2. Stateful Contextual Policies

This is where Omnigent diverges most sharply from what prompt-based governance can do. Policies are declared in YAML and enforced at the meta-harness layer — not via system prompts that the agent can ignore or forget.

name: budget-warn
type: cost
op: ge
value: 50
action: warn

Policies stack across three levels: server-wide, per-agent, and per-session. The session-level rules are checked first, so you can tighten controls for sensitive workloads without affecting the rest of the fleet.

The policy engine is contextual, not just static. An example from the docs: after npm install runs, require human approval before git push. The agent can write freely to files it created, but operations that leave the machine get gated. This is the kind of state-dependent policy you cannot express in a prompt.

Cost tracking is built in. Set a threshold, and the agent pauses and asks to continue after every $100 spent. No external dashboard required.

3. Collaboration via Shared Sessions

Every Omnigent session is exposed over terminal, a local web UI (at localhost:6767), and APIs — all in sync. You can invite a teammate to view a session via URL, comment on files, send commands, or fork the session entirely.

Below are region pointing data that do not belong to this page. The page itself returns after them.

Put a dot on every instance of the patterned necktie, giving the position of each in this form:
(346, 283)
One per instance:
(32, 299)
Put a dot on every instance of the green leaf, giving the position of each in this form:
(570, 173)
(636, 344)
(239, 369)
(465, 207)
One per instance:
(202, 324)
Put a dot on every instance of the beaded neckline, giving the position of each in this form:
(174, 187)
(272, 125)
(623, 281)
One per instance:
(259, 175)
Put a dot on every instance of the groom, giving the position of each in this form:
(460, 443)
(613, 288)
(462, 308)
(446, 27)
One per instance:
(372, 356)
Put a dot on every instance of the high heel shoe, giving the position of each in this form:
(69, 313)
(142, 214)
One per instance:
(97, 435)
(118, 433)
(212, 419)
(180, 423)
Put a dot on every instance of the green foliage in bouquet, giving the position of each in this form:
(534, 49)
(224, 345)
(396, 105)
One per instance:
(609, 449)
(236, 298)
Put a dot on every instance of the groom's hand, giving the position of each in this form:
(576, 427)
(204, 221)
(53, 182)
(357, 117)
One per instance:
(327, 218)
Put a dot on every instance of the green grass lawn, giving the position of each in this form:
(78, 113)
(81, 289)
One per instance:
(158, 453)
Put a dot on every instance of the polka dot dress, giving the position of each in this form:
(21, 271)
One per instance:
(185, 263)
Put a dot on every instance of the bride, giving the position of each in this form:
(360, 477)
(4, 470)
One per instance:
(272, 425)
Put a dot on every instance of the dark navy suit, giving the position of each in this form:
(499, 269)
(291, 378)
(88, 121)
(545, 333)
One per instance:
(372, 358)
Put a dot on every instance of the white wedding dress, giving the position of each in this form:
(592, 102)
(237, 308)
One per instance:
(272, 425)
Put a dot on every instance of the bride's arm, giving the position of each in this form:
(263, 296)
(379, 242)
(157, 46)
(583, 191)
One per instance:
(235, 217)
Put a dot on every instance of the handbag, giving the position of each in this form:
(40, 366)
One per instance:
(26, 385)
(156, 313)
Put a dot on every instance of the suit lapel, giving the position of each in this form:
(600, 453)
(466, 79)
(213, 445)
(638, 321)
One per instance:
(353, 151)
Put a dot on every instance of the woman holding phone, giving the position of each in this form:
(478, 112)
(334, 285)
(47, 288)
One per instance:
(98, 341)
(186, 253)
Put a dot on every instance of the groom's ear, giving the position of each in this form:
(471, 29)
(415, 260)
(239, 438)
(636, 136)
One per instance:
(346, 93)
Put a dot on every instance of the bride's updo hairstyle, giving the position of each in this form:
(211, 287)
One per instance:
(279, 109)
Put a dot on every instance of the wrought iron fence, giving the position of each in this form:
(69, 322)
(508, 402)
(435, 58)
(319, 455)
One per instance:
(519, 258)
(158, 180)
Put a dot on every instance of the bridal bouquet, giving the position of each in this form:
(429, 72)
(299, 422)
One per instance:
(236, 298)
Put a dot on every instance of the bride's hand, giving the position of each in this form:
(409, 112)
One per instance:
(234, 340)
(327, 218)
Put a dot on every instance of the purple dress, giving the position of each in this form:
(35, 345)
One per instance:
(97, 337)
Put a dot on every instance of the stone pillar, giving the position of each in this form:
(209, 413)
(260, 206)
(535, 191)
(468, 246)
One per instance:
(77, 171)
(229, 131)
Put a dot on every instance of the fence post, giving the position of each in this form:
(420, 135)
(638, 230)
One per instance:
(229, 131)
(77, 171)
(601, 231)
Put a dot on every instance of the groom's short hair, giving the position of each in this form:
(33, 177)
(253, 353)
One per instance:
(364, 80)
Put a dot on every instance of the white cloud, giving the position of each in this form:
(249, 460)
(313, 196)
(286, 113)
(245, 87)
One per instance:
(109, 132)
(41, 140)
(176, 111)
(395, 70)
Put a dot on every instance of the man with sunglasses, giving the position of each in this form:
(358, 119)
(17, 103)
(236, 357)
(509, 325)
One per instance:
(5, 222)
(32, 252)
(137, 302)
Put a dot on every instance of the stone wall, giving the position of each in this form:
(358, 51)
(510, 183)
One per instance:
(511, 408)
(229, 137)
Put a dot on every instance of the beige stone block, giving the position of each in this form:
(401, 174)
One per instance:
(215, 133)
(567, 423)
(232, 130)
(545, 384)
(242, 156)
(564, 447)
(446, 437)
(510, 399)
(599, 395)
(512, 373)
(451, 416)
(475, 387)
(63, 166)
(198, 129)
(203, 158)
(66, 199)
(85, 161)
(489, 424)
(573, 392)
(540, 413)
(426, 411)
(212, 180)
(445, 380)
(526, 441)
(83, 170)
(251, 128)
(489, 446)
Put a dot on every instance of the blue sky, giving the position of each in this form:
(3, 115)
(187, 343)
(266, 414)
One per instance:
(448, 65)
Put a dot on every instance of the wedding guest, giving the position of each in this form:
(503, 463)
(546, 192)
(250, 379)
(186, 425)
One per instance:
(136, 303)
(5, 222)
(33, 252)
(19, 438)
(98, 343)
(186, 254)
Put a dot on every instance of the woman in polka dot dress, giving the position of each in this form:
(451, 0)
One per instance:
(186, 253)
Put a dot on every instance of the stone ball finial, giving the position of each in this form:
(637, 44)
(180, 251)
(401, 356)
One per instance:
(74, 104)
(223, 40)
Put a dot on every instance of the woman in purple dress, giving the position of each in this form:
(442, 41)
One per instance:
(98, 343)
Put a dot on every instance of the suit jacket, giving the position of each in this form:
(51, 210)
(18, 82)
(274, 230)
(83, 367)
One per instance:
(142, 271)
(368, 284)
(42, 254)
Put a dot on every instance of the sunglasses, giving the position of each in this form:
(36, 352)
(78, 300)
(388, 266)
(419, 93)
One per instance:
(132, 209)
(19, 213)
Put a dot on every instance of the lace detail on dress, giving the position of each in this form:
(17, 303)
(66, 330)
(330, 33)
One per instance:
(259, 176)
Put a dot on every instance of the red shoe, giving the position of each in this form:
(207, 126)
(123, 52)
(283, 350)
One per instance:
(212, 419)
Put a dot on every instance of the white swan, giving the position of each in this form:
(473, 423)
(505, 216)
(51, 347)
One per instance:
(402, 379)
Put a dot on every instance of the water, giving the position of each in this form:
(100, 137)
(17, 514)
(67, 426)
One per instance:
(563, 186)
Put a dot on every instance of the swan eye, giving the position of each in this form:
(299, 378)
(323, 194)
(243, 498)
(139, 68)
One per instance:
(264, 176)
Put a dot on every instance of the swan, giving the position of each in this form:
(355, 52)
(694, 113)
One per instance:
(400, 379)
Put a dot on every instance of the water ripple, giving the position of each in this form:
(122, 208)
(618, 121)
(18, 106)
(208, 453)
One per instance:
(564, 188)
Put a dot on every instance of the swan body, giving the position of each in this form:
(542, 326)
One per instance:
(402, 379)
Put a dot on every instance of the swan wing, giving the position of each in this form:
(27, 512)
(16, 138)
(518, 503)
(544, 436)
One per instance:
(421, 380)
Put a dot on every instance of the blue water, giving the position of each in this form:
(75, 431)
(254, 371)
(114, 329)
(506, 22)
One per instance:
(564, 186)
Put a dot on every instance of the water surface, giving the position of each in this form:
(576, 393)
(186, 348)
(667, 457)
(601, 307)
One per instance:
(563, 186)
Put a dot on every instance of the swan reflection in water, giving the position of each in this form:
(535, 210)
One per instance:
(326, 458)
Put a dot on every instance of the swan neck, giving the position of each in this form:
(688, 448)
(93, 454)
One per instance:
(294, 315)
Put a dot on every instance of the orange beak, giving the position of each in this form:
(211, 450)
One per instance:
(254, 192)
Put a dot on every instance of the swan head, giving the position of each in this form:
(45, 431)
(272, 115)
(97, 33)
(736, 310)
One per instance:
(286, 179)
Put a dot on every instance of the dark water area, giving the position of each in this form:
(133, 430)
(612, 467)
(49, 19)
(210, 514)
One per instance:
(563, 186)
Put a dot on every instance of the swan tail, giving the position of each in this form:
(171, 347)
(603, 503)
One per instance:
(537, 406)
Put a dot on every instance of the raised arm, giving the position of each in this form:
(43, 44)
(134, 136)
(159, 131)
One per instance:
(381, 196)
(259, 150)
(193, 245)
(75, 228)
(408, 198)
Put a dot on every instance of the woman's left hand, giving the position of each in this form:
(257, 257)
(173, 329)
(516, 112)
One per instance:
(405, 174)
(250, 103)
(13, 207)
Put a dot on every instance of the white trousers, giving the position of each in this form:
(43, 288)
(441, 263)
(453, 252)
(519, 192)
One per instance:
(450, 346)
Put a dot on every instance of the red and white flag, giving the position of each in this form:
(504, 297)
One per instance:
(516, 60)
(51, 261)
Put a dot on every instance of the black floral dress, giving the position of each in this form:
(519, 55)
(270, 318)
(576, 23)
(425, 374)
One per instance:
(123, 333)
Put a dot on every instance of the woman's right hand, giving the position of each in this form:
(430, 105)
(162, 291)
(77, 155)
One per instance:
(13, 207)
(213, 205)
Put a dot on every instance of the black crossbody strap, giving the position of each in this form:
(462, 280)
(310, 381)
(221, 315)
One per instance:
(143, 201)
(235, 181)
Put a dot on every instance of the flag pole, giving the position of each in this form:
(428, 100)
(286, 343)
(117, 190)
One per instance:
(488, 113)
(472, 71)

This is the feature that turns agent sessions from single-player experiences into team artifacts. The session and its working directory become a collaboration hub, not a private terminal.

The Sandbox Layer

Omnigent includes Omnibox, an OS-level sandbox that can lock down filesystem access and intercept network requests. One concrete use case: hide a GitHub security token from the agent entirely, and inject it only via an egress proxy on approved requests. The agent never sees the credential, but it can still push code when the policy allows it.

Sessions can run locally or on hosted sandboxes like Modal and Daytona, giving you hermetic execution environments without changing the agent definition.

How It Compares

CapabilitySingle HarnessOmnigent Meta-Harness
Agents & modelsOne harness; swap models inside itClaude Code, Codex, Pi, SDKs — interchangeable
Switching costRe-integrate per toolOne-line change
InterfacesTerminal or tool’s own UITerminal, web, desktop, mobile, APIs — same session
GovernanceAllow/deny lists, often prompt-basedStateful contextual policies at harness layer
Cost controlManual trackingBudget policy pauses at set thresholds
CollaborationCopy-paste between toolsLive shared sessions, co-drive, fork
SandboxTool-dependentOS sandbox + egress-proxy secret injection
Cloud executionLocal machineDisposable Modal or Daytona sandboxes
LicenseVariesApache 2.0, open source

The Bigger Picture

Omnigent is in alpha. It has rough edges, a small contributor base, and the kind of documentation that assumes you already know what a meta-harness is. But the architectural bet is significant.

The history of infrastructure is a history of abstraction layers that won by being boring. Containers won not because they were the most sophisticated isolation technology, but because they were the layer that made VMs interchangeable. Kubernetes won not because it was the best scheduler, but because it was the layer that made clusters interchangeable.

Omnigent is betting that the next layer up in the AI agent stack is the one that makes harnesses interchangeable — and that the teams who standardize on that layer will ship faster than the teams who keep bolting governance onto individual tools.

The install is one line:

pip install omnigent && omni run

The repo is at github.com/omnigent-ai/omnigent. The docs are at omnigent.ai.

It is early. But the direction is right.